You can’t LIST to get the latest objects (LIST is eventually consistent too).
For versioned objects, you can get 404 Not Found even if you have methodically made sure you don’t delete older versions until you’ve successfully PUT new versions.

The “Quick Explanation of the S3 Consistency Model” article explains in greater details. Note that neither the article nor official AWS documentation mentions anything about order consistency (i.e. it could still be eventually consistent with in-order propagation) but we raised a ticket via AWS Support and had confirmation that it is out-of-order eventual consistency — i.e. the weakest kind of eventual consistency, which is the cause to the effect explained in the last bullet point.

This means that across different Lambda invocations, you need to design around the fact that the persisted data returned from S3 is going to be stale some times (as an engineer, you should assume it is all the time even if S3 can give you a p99 latency of 1ms).

How do we workaround this problem?

The world has collectively spent countless man-hours on working around S3’s eventual consistency problem, including AWS themselves — Amazon Elastic MapReduce, which was derived from Netflix’s own effort called S3mper. Unfortunately, there’s no universal solution to this problem. Every use-case will require a different solution if you want to keep your cost reasonable, on AWS at least (Azure Storage on the other hand has a strong consistency model).

In cases where you can guarantee your payload will be less than 400KB, DynamoDB is your best bet (ed: 400K memory is more than anyone will ever need on the cloud?). Keep in mind that it can be really costly though — storage on DynamoDB is more than an order of magnitude more expensive than S3. If you can’t, then you’ll have to combine DynamoDB with S3 to get strong consistency. The latter is the solution we went for.

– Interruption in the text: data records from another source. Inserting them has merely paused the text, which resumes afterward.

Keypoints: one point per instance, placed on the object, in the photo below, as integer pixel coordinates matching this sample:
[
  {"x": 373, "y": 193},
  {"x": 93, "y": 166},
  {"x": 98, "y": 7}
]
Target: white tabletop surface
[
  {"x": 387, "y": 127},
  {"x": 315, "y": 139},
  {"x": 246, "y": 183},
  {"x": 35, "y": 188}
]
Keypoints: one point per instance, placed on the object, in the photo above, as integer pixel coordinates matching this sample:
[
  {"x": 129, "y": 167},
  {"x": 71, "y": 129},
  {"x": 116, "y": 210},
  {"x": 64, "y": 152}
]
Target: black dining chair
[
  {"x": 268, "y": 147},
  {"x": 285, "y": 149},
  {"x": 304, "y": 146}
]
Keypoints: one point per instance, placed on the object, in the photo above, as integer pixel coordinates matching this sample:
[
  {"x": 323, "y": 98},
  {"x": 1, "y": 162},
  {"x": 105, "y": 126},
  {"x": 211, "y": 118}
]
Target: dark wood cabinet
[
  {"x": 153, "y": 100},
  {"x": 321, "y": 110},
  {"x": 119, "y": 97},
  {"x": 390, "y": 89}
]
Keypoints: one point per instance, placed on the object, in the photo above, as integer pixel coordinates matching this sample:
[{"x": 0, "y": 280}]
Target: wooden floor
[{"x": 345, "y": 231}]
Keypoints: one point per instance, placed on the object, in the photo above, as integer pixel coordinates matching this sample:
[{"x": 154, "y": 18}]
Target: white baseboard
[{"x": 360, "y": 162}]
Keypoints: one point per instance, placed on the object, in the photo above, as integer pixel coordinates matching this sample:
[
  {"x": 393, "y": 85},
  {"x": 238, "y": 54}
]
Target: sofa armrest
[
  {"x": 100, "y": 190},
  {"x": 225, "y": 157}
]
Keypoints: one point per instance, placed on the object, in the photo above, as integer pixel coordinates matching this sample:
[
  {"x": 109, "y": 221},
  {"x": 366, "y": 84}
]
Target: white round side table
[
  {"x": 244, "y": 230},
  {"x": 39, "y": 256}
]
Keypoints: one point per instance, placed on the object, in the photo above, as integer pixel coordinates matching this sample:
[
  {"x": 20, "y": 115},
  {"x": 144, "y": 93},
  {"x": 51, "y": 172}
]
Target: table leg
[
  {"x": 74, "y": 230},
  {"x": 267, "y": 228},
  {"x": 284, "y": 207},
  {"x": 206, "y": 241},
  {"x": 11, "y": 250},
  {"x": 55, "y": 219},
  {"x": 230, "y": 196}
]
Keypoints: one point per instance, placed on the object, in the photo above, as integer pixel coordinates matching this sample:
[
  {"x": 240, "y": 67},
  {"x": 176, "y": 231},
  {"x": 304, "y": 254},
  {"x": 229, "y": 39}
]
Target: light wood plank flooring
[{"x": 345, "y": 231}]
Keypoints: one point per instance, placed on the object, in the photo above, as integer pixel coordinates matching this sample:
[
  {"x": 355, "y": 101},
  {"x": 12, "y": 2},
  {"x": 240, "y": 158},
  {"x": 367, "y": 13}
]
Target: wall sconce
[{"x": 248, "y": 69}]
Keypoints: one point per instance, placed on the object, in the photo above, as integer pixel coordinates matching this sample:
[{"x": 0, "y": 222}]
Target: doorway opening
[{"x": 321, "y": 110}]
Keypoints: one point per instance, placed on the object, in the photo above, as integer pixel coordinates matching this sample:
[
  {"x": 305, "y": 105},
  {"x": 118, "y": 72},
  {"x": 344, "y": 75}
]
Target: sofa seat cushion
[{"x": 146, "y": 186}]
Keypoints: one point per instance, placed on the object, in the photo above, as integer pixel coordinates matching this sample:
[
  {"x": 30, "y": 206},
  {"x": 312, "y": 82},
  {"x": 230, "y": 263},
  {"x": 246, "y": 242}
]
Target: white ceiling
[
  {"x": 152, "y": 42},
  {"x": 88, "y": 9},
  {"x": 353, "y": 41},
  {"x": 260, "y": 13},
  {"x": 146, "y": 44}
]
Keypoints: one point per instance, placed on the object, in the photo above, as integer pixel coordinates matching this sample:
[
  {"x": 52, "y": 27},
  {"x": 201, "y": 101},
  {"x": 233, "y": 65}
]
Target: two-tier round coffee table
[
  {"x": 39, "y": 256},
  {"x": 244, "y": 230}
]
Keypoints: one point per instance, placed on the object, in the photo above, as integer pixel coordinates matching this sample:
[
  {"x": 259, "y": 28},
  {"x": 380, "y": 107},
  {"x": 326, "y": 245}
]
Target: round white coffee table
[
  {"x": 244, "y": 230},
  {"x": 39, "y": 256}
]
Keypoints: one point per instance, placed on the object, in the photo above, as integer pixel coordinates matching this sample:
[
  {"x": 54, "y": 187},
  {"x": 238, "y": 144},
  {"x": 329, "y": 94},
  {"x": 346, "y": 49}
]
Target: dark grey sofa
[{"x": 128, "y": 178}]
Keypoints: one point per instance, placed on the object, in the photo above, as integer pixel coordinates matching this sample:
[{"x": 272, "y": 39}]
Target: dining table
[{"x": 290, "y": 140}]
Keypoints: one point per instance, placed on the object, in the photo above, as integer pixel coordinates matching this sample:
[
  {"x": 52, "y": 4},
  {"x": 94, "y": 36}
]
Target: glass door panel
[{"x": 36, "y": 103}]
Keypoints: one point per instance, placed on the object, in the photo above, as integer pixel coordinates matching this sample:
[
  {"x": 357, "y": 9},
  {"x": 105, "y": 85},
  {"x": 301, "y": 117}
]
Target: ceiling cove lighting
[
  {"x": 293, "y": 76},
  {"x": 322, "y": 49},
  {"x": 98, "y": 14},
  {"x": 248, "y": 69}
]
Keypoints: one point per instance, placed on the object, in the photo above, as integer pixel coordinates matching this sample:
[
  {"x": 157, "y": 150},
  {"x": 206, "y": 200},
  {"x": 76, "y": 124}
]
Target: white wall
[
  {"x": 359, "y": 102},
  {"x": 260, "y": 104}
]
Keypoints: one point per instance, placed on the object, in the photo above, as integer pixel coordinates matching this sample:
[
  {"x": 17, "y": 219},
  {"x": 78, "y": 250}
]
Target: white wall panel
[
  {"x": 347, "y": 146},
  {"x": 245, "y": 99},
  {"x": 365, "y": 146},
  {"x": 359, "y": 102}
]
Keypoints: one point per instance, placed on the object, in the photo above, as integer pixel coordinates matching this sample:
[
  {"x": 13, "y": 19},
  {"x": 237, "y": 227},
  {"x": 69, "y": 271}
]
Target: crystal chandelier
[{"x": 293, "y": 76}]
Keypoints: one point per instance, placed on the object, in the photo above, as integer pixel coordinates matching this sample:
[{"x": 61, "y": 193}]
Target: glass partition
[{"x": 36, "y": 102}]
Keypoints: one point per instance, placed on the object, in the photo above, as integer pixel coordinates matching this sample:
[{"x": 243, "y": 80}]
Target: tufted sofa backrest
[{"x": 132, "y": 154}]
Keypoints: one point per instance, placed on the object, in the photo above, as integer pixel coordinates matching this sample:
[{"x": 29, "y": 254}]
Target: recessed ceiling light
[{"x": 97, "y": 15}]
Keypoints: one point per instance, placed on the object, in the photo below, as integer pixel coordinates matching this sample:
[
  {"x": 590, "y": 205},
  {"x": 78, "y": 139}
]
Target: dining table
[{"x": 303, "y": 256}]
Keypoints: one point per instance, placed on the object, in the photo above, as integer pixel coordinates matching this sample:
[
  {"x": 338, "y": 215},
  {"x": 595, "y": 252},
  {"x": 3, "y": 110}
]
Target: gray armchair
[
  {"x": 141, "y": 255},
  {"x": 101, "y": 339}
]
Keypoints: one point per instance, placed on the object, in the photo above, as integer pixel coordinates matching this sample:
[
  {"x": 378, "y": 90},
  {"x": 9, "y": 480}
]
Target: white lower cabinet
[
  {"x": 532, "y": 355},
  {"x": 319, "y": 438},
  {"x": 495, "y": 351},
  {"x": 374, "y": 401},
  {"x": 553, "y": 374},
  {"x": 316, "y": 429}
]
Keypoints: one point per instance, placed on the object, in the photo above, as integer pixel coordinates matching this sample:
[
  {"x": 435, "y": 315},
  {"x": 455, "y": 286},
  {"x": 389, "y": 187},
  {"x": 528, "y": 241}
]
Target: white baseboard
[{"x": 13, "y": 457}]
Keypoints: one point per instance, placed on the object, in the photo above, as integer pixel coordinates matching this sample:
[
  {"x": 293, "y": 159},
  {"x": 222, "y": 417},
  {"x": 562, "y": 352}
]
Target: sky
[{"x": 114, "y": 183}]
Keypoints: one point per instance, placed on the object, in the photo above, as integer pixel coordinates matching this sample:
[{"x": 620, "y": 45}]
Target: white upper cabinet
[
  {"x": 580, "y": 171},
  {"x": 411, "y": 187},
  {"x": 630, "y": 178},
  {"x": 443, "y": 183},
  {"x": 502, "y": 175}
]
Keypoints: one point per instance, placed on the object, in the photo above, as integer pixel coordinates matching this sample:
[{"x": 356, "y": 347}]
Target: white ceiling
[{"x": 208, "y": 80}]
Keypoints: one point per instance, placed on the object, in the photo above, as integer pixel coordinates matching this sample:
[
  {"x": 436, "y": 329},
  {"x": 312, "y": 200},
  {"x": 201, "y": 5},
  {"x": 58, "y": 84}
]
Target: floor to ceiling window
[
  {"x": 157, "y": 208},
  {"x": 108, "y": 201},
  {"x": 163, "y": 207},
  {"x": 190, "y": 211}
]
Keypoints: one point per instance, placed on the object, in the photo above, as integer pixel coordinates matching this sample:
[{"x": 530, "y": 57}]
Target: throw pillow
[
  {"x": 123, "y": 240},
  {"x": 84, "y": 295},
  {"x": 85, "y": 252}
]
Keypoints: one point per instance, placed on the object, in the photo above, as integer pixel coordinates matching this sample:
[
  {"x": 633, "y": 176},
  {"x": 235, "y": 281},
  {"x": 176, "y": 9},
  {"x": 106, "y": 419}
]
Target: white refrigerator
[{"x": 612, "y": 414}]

Our payloads can be bigger than 400KB, and why not be cost conscious too while we’re at it?

Step-by-step Workaround

Update object on S3 by creating a new version instead
Store this versionID in DynamoDB
Delete the old version off S3 (to keep storage cost down)
When we GET the object from S3, we get it with the versionID we’ve stored in DynamoDB (make sure you read from DynamoDB with the strong consistency flag set to true)
(Optional) You might also want to set bucket to expire non current version in case delete fails due to network issue / S3 outage

Note: PUT of versioned objects in S3 is always strongly consistent when we GET it with the versionID returned by the PUT request — i.e. it is equivalent to a GET of new object which is strongly consistent.

Extra Cost

This, however, means that we have incurred costs on both S3 and DynamoDB. Fortunately, DynamoDB’s GET/PUT request costs (RCU/WCU costs) are only around a quarter of S3’s as we only need 1 RCU/WCU per GET/PUT since we are only reading/storing the object version, not the whole object. We only incur ~25% higher cost to guarantee strong consistency.

While the additional AWS cost was not significant, the entire exercise was very costly from a man-hour / engineering perspective. This stems from the fact that DynamoDB does not support transactional operations across S3, so error handling can never be robust. We had to come up with a fairly convoluted logic for handling errors to cover all possible permutations. Even then, it still not 100% robust and it will never be. That will have to do for now.

TL;DR

To answer the titular question, S3’s eventual consistency model makes it very convoluted if you want to use it to persist data across lambda function invocations. While there are several ways around this problem (including those not covered in this article such as using Redis cache in place of DynamoDB or Aurora in place of S3), we chose to use DynamoDB to store our S3 object’s VersionID so that we can rely on S3’s strong consistency in PUT and GET of new objects to ensure the object is strongly consistent.